No hubo respuesta de la adormilada figura.
—Padre Dunstable —repitió la voz, esta vez más apremiante.
El catalista se agitó inquieto ante el sonido y volvió la cabeza sobre la almohada como si intentara alejarlo, empezando a tirar con una mano de las sábanas para cubrirse la cabeza.
Entonces, la enlutada mujer gritó:
—¡Saryon!
—¿Eh?
El catalista se incorporó, mirando a su alrededor aturdido. Al principio no pudo ver nada, porque las formas que flotaban sobre su cama se fundían con la noche. Cuando, finalmente, las vio, abrió los ojos desorbitadamente y un sonido estrangulado surgió de su garganta.
—Actúa con rapidez —ordenó la mujer—. Puede sufrir otro ataque.
Su compañero estaba ya lanzando el conjuro. El cuerpo de Saryon se quedó fláccido, volvió a hundir la cabeza en la almohada y cerró los ojos en un sueño mágico.
La bruja y el Señor de la Guerra se miraron con satisfacción por encima de aquel cuerpo inerte.
—Ya te dije que la Iglesia se ocuparía del asunto —dijo la Señora de la Guerra. Indicó a su víctima con un gesto—. Se le debe llevar inmediatamente a El Manantial.
El Señor de la Guerra, las manos cruzadas frente a él, asintió.
—¿Has registrado la casa? —continuó la mujer.
—Los jóvenes no están.
—Ya me lo esperaba. —La bruja se encogió de hombros con un movimiento casi imperceptible. La capucha de su negra túnica se volvió aún más imperceptiblemente en dirección al catalista—. No importa. —Hizo un movimiento con la otra mano—. Vete.
Su compañero hizo una reverencia.
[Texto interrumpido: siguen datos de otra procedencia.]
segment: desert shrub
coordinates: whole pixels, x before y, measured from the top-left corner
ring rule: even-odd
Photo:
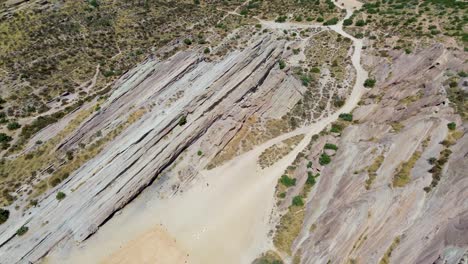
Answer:
[[[457,124],[455,124],[454,122],[450,122],[447,124],[447,127],[450,130],[455,130],[457,128]]]
[[[185,45],[192,45],[192,40],[186,38],[186,39],[184,39],[184,44],[185,44]]]
[[[282,70],[286,67],[286,62],[284,62],[284,60],[279,60],[278,65],[279,65],[279,68]]]
[[[290,178],[288,175],[283,175],[280,178],[280,183],[286,187],[291,187],[296,185],[296,179]]]
[[[332,143],[326,143],[325,146],[323,146],[324,149],[333,149],[333,150],[338,150],[338,147],[335,144]]]
[[[179,119],[179,126],[183,126],[187,124],[187,117],[186,116],[182,116],[180,119]]]
[[[342,113],[339,115],[339,118],[343,119],[344,121],[353,121],[353,114],[349,114],[349,113]]]
[[[320,165],[327,165],[331,162],[330,156],[327,155],[327,153],[322,153],[319,158],[319,163]]]
[[[10,217],[10,211],[0,208],[0,225],[5,223]]]
[[[22,235],[26,234],[26,232],[28,232],[28,230],[29,230],[29,227],[27,227],[27,226],[22,226],[22,227],[20,227],[20,228],[16,231],[16,234],[17,234],[18,236],[22,236]]]
[[[313,174],[312,172],[310,172],[310,171],[307,173],[307,181],[306,181],[306,184],[312,185],[312,186],[315,185],[315,177],[314,177],[314,174]]]
[[[284,23],[286,22],[287,17],[286,16],[279,16],[275,19],[275,22],[277,23]]]
[[[199,150],[199,151],[197,151],[197,155],[201,156],[201,155],[203,155],[203,152],[201,150]]]
[[[67,195],[63,192],[58,192],[57,195],[55,196],[55,198],[57,198],[57,200],[61,201],[63,199],[65,199]]]
[[[0,143],[10,142],[11,140],[13,140],[12,137],[8,136],[5,133],[0,133]]]
[[[323,17],[317,17],[317,22],[323,22]]]
[[[372,88],[375,86],[375,79],[367,79],[364,81],[364,87]]]
[[[21,127],[21,125],[18,122],[10,122],[7,125],[8,130],[16,130],[16,129],[20,128],[20,127]]]
[[[343,26],[351,26],[353,24],[353,19],[348,18],[343,21]]]
[[[300,195],[294,196],[294,198],[292,199],[292,204],[294,206],[303,206],[304,201],[302,200],[302,196],[300,196]]]
[[[325,26],[331,26],[331,25],[336,25],[338,23],[338,18],[334,17],[334,18],[331,18],[327,21],[325,21],[325,23],[323,23]]]
[[[333,123],[330,129],[332,133],[341,133],[343,131],[343,126],[338,123]]]
[[[317,67],[313,67],[310,71],[313,73],[320,73],[320,69]]]
[[[205,50],[203,51],[203,53],[205,53],[205,54],[210,53],[210,48],[205,48]]]

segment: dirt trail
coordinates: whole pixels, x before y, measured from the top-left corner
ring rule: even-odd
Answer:
[[[340,3],[336,4],[341,7]],[[346,17],[352,14],[355,5],[353,1],[346,2]],[[263,23],[279,28],[285,25],[304,27],[294,23]],[[238,264],[249,263],[272,248],[268,233],[273,228],[270,221],[277,179],[307,146],[312,135],[335,121],[340,113],[350,112],[365,90],[363,83],[367,72],[360,64],[362,40],[345,33],[342,21],[327,28],[354,43],[352,63],[357,71],[356,83],[340,110],[257,146],[221,167],[201,171],[188,191],[161,199],[154,197],[155,187],[148,188],[80,248],[54,252],[50,263],[119,263],[115,260],[120,258],[142,260],[138,263],[184,263],[185,259],[179,257],[181,252],[187,252],[188,263]],[[305,134],[305,137],[293,151],[271,167],[260,169],[257,159],[265,149],[298,134]],[[159,229],[155,232],[158,226],[164,227],[167,233]],[[175,238],[173,242],[168,241],[170,237]],[[157,244],[158,249],[151,244]],[[167,260],[155,252],[163,252]]]

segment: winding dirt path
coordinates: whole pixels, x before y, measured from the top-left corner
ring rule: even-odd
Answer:
[[[335,2],[342,8],[340,3]],[[353,3],[356,2],[346,1],[346,18],[352,14]],[[305,27],[304,24],[261,22],[275,28]],[[278,178],[307,146],[312,135],[335,121],[339,114],[351,112],[365,91],[367,72],[360,64],[362,40],[344,32],[342,24],[340,21],[325,27],[354,43],[352,64],[357,72],[356,82],[341,109],[310,126],[257,146],[221,167],[201,171],[188,191],[160,199],[152,195],[154,187],[149,187],[80,248],[71,249],[66,256],[55,252],[48,261],[120,263],[116,260],[126,259],[136,261],[133,263],[238,264],[250,263],[272,248],[268,233],[274,224],[271,212]],[[265,149],[298,134],[305,137],[293,151],[271,167],[262,170],[258,166],[258,157]]]

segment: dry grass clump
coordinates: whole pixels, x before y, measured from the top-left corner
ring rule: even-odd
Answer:
[[[393,187],[403,187],[411,181],[411,170],[420,157],[421,152],[415,151],[409,160],[398,166],[398,172],[393,177]]]
[[[387,249],[383,257],[380,259],[379,264],[388,264],[390,263],[390,257],[392,256],[393,250],[400,244],[400,236],[397,236],[390,247]]]
[[[374,182],[375,178],[377,177],[377,170],[380,168],[384,161],[384,156],[379,155],[374,159],[374,162],[367,167],[367,174],[368,179],[366,180],[366,189],[370,190],[372,183]]]

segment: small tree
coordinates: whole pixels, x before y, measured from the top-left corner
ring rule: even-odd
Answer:
[[[206,47],[205,50],[203,51],[203,53],[205,53],[205,54],[210,53],[210,48]]]
[[[185,45],[192,45],[192,40],[186,38],[186,39],[184,39],[184,43],[185,43]]]
[[[199,151],[197,151],[197,155],[201,156],[201,155],[203,155],[203,152],[201,150],[199,150]]]

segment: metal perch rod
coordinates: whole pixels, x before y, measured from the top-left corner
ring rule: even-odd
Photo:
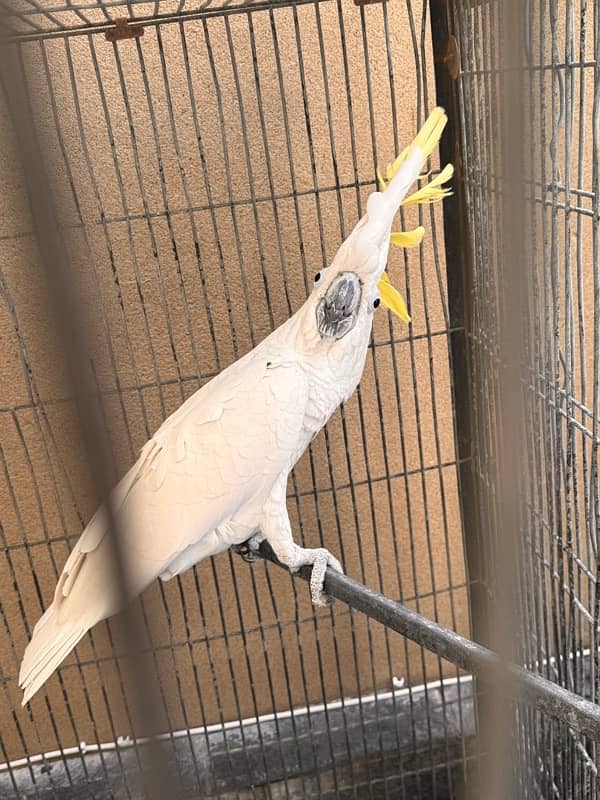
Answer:
[[[258,554],[286,569],[266,541],[260,545]],[[310,567],[303,567],[298,575],[308,581],[310,573]],[[386,628],[412,639],[441,658],[475,675],[481,675],[488,683],[494,679],[495,674],[498,678],[508,678],[507,683],[512,687],[515,700],[550,714],[591,739],[600,741],[600,706],[596,703],[591,703],[523,667],[503,663],[487,647],[466,639],[439,622],[434,622],[331,568],[327,569],[325,589],[337,600],[362,611]]]

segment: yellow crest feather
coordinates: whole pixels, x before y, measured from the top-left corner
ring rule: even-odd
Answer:
[[[411,144],[406,147],[394,161],[386,166],[385,178],[379,168],[377,168],[377,183],[380,191],[384,192],[386,190],[388,183],[397,174],[414,147],[418,147],[419,150],[421,150],[423,154],[423,164],[427,161],[438,144],[447,122],[448,118],[444,109],[439,107],[434,108]],[[452,194],[451,190],[448,187],[444,187],[443,184],[449,181],[453,174],[454,168],[452,164],[447,164],[438,175],[429,181],[429,183],[406,197],[401,205],[408,206],[418,203],[435,203],[437,200],[442,200],[444,197]],[[423,175],[419,175],[418,180],[424,180],[428,177],[429,172],[426,172]],[[425,228],[419,225],[418,228],[412,231],[394,231],[390,234],[390,242],[397,247],[416,247],[421,244],[424,235]],[[396,314],[397,317],[400,317],[401,320],[409,323],[411,319],[404,298],[390,283],[387,272],[381,275],[377,288],[383,305],[393,314]]]
[[[402,201],[403,206],[413,206],[419,203],[435,203],[438,200],[443,200],[452,194],[452,189],[447,186],[442,186],[443,183],[449,181],[454,175],[454,167],[452,164],[446,164],[444,169],[432,178],[429,183],[417,189],[413,194],[408,195]]]
[[[410,322],[410,314],[406,308],[404,298],[390,283],[387,272],[382,274],[381,278],[379,279],[379,283],[377,284],[377,288],[379,289],[379,295],[383,305],[389,309],[392,314],[400,317],[403,322],[408,324]]]
[[[390,242],[396,247],[417,247],[424,236],[425,228],[419,225],[414,231],[394,231],[390,234]]]

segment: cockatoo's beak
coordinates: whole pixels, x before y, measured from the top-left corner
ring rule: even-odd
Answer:
[[[352,250],[361,271],[375,275],[382,304],[401,320],[411,318],[400,292],[390,283],[385,272],[390,243],[397,247],[415,247],[423,241],[425,229],[419,226],[412,231],[392,232],[396,213],[401,206],[433,203],[450,194],[442,184],[450,180],[452,165],[446,166],[427,185],[408,195],[408,190],[421,175],[424,164],[437,146],[448,118],[443,108],[435,108],[414,141],[388,164],[386,179],[378,171],[379,188],[367,201],[367,213],[354,230]]]
[[[362,286],[354,272],[340,272],[317,305],[317,328],[322,337],[341,339],[358,316]]]

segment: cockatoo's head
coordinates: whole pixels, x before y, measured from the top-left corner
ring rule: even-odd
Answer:
[[[388,166],[388,182],[379,176],[382,191],[369,197],[366,214],[342,244],[331,266],[315,276],[310,300],[321,339],[342,339],[357,328],[370,332],[373,311],[380,303],[410,322],[404,300],[389,282],[385,268],[390,242],[404,247],[419,244],[425,231],[419,227],[392,233],[392,224],[401,205],[429,203],[449,193],[442,184],[452,176],[451,166],[407,197],[446,122],[442,108],[432,111],[412,144]]]

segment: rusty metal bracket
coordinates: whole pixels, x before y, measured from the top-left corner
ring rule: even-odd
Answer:
[[[443,56],[436,56],[438,64],[445,64],[453,81],[460,75],[460,51],[455,36],[449,36]]]
[[[123,39],[139,39],[144,35],[144,26],[136,25],[127,17],[115,20],[114,27],[104,34],[109,42],[120,42]]]
[[[375,3],[385,3],[386,0],[354,0],[355,6],[371,6]]]

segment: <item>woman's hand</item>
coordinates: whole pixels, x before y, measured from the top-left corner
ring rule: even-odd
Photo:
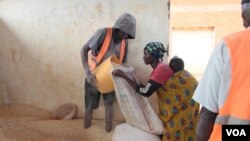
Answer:
[[[129,85],[134,88],[135,91],[137,91],[137,89],[139,89],[140,86],[136,82],[134,82],[132,79],[130,79],[123,71],[117,69],[117,70],[114,70],[112,72],[112,74],[114,76],[124,78],[129,83]]]
[[[114,70],[114,71],[112,72],[112,74],[113,74],[114,76],[119,76],[119,77],[123,77],[123,78],[126,77],[126,74],[125,74],[123,71],[119,70],[119,69]]]

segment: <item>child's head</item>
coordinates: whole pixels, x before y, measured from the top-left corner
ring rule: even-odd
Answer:
[[[170,60],[169,67],[174,71],[174,73],[184,70],[184,61],[181,58],[175,56]]]

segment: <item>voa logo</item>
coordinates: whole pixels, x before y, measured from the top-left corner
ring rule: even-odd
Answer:
[[[226,129],[227,136],[247,136],[244,129]]]

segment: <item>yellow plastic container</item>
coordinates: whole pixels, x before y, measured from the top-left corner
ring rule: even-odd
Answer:
[[[113,69],[112,62],[119,64],[119,60],[115,56],[110,56],[94,70],[94,75],[96,77],[95,85],[102,94],[114,91],[111,74]]]

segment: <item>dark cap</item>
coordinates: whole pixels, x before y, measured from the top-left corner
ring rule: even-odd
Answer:
[[[248,2],[250,2],[250,0],[242,0],[241,4],[248,3]]]

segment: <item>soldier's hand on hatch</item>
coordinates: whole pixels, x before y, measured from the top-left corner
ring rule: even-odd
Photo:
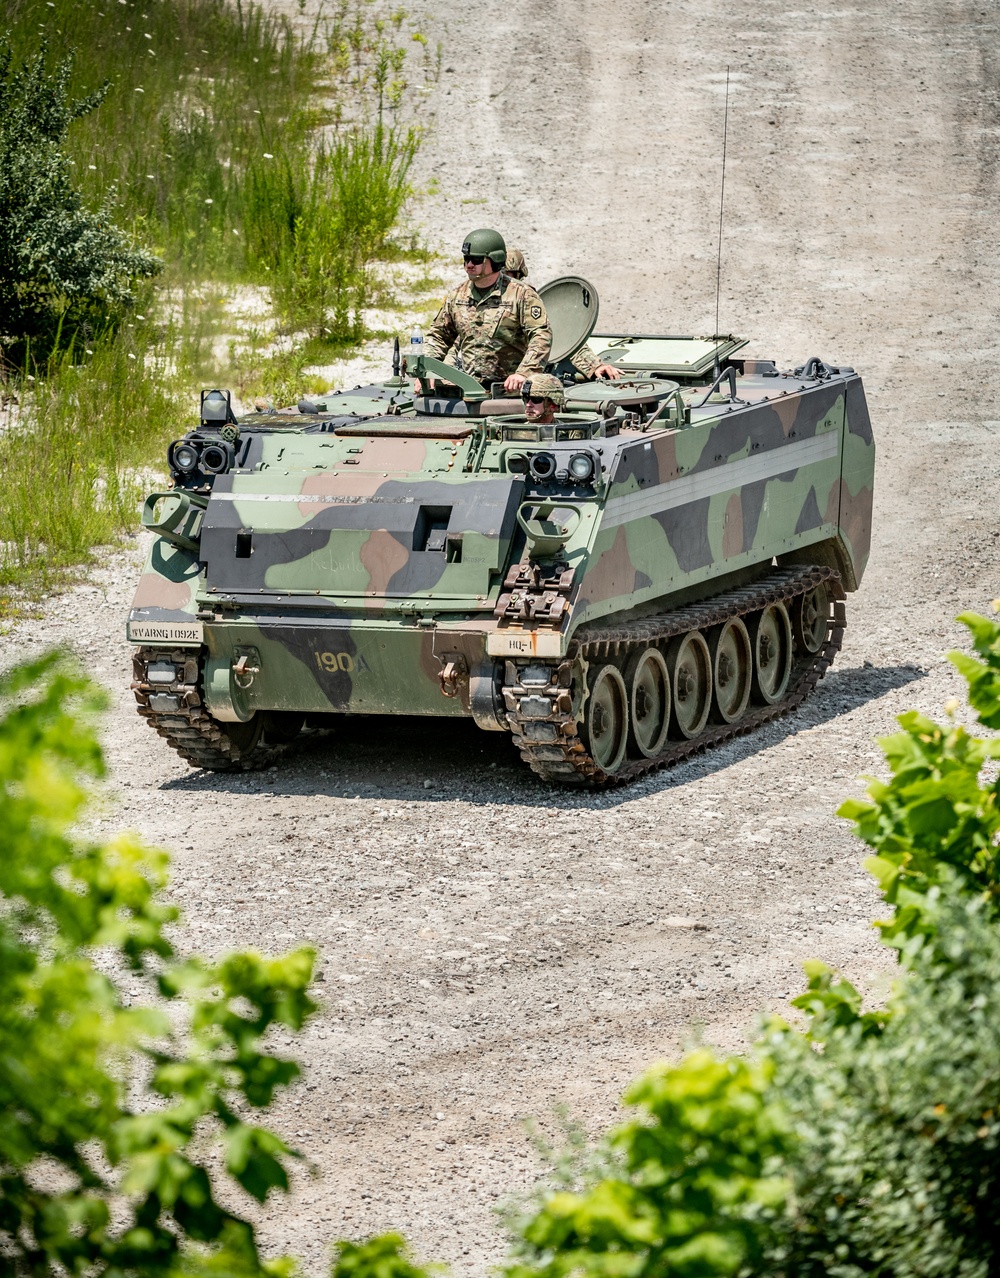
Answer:
[[[419,377],[415,377],[415,378],[413,379],[413,393],[414,393],[414,395],[433,395],[433,394],[434,394],[434,388],[437,386],[437,382],[434,380],[434,378],[433,378],[433,377],[425,377],[425,378],[424,378],[424,386],[426,386],[426,387],[427,387],[426,391],[424,390],[423,386],[421,386],[421,385],[420,385],[420,378],[419,378]]]
[[[614,364],[598,364],[594,369],[595,377],[606,377],[612,382],[616,382],[621,375],[622,370],[615,368]]]
[[[511,373],[511,375],[504,381],[503,388],[504,390],[509,391],[519,391],[527,380],[528,379],[526,377],[522,377],[520,373]]]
Pronunció un conjuro para que el cuerpo del catalista se elevara en el aire. Unos filamentos más finos que la seda surgieron disparados de los dedos del brujo, arrollándose rápidamente alrededor del cuerpo de Saryon hasta que quedó firmemente encerrado en un capullo encantado. El Señor de la Guerra pronunció otra palabra y la boca de un Corredor se abrió ante él; los
Thon-Li
habían estado aguardando su señal. Otro movimiento de la mano envió al inmovilizado catalista flotando por el aire nocturno hacia el Corredor. El Señor de la Guerra lo siguió y el Corredor se cerró veloz y silencioso tras ellos.
La bruja permaneció algún tiempo más en la tranquila habitación, permitiéndose un instante de bien merecida congratulación. Pero aún había mucho que hacer. Juntando las manos en actitud de plegaria, la bruja las alzó hasta la frente; luego las bajó delante de su rostro. Mientras movía las manos, la mujer murmuraba palabras arcanas. Su aspecto empezó a cambiar. A los pocos momentos, la imagen de la
Theldara
que había estado asistiendo a Saryon apareció en la habitación.